These paintings are what the artist Suzan Frecon calls “slow,” meaning that they reveal themselves quietly over time.
I began looking at Suzan Frecon’s work shortly after I got to New York in 1975, when she had no gallery, and have been following it ever since. In 2005, when she was able to show her large paintings for the first time in New York, having previously shown small paintings and works on paper, I interviewed her for The Brooklyn Rail (November 2005). One of the things that she said in that interview has stayed with me:
"All my decisions are made for visual reasons."
Inspiration, no matter what it might be, can never be the justification for a painting’s existence. In this, Frecon shares something with another abstract painter, Thomas Nozkowski. The difference is that Frecon works on a much larger scale, with a much smaller vocabulary. In that same interview, Frecon expressed her admiration for art that was ‘anonymous” and reached “a high plane of abstraction.” This goes against the commonplace model in which artists explain what they are to up, and how it is relevant, producing a readymade text of meaningfulness (or creative unmeaningfulness) that can be replicated in various ways.
As curious as we might be about what prompted a painting by Frecon — and it is never really just one thing — an attempt to discover it seems almost beside the point. Here, the critic must avoid the pitfall of showing off how many clever associations (or visual similarities) you can come up with. I think this is why people dislike certain kinds of painting so much: they cannot say what it is. They don’t like that uncertainty because it reminds them that life too is precarious, with the only guarantees being, as the saying goes, death and taxes.
In the exhibition "Suzan Frecon: recent oil paintings" at David Zwirner (September 14–October 21, 2017), the artist exhibits seven large, two-panel paintings. In six, Frecon works with two colors, one for the figure (an elliptical or a semicircular abstract form) and one for the ground. The figure has a glossy, lacquer-like surface, while the ground is more thinly painted and matte. The material differences affect the painting in a number of ways, including its relationship to the ambient natural light filtering through the gallery’s skylights, and not supplemented by artificial lights. The day I visited the show was cloudy, and so the light in the gallery felt gray and muted.

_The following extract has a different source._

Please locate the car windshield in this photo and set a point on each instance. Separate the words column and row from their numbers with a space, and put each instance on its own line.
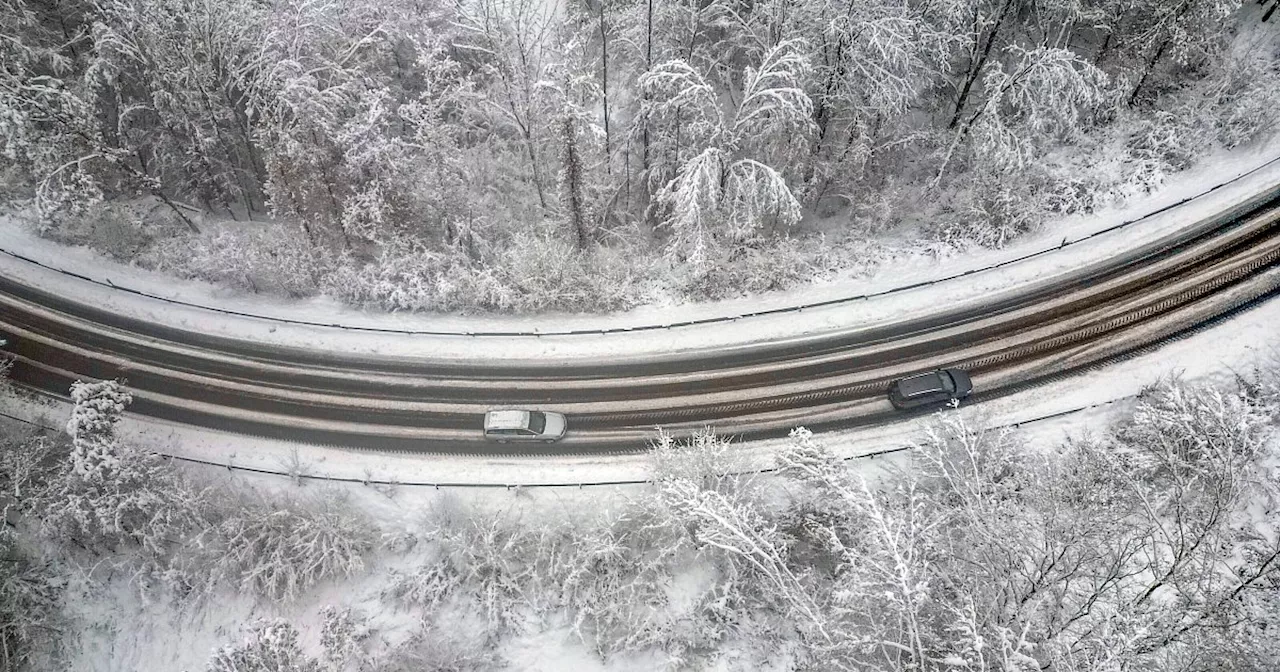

There is a bench to sit on in one room, where there is one painting, “noh” (2017), hanging, but none in either the front gallery or the large main gallery, and there should be. These paintings are to be contemplated from afar as well as walked up to and scrutinized. They are what the artist calls “slow,” meaning that they reveal themselves quietly over time. They are an anomaly and have more in common with Ad Reinhardt, whose “Blue Paintings” are on display in Zwirner’s other Chelsea gallery space, than they do with the work of Frecon’s contemporaries. Partly this has to do with her temperament, but it is also her response to the revelatory Hilma af Klint show that Frecon saw at PS1 in 1989, which helped her return to geometric forms, which she abandoned earlier in her career to concentrate on colors and paint strokes.

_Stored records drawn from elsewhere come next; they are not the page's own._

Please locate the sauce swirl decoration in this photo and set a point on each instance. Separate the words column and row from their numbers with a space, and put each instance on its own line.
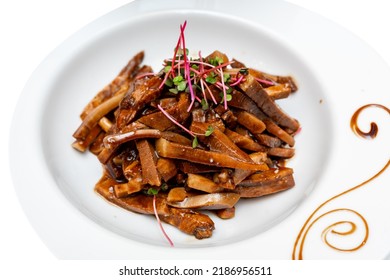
column 317, row 215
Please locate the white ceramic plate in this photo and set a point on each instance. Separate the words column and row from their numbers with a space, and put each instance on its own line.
column 336, row 74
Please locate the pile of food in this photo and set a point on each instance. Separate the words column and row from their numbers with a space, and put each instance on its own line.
column 200, row 134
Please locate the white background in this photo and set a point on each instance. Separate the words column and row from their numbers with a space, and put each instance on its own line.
column 32, row 29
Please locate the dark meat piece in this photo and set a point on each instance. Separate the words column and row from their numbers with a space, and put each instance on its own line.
column 166, row 168
column 218, row 141
column 244, row 142
column 267, row 182
column 136, row 98
column 250, row 121
column 201, row 183
column 256, row 92
column 196, row 168
column 148, row 160
column 186, row 220
column 122, row 81
column 177, row 110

In “noh” (2017), a cadmium red half-moon extends across most of the painting’s two terre verte panels, its rounded edge touching the left panel’s top left corner while drifting just below the right panel’s top edge. I wrote “half-moon,” but I immediately want to qualify that description. The right side of the form is a skewed quarter-circle, stretched between the panel’s right and left edges. The other part of the shape extends across the width of the left panel not all the way. Its curve is more rounded. Do each of the shapes occupy the same amount of area? What about the severity of the red shape’s bottom edge, which cuts across the surface of both panels like a scalpel? It is as if the muted, matte green ground falls below the form it appears to be physically holding it up. How can that be?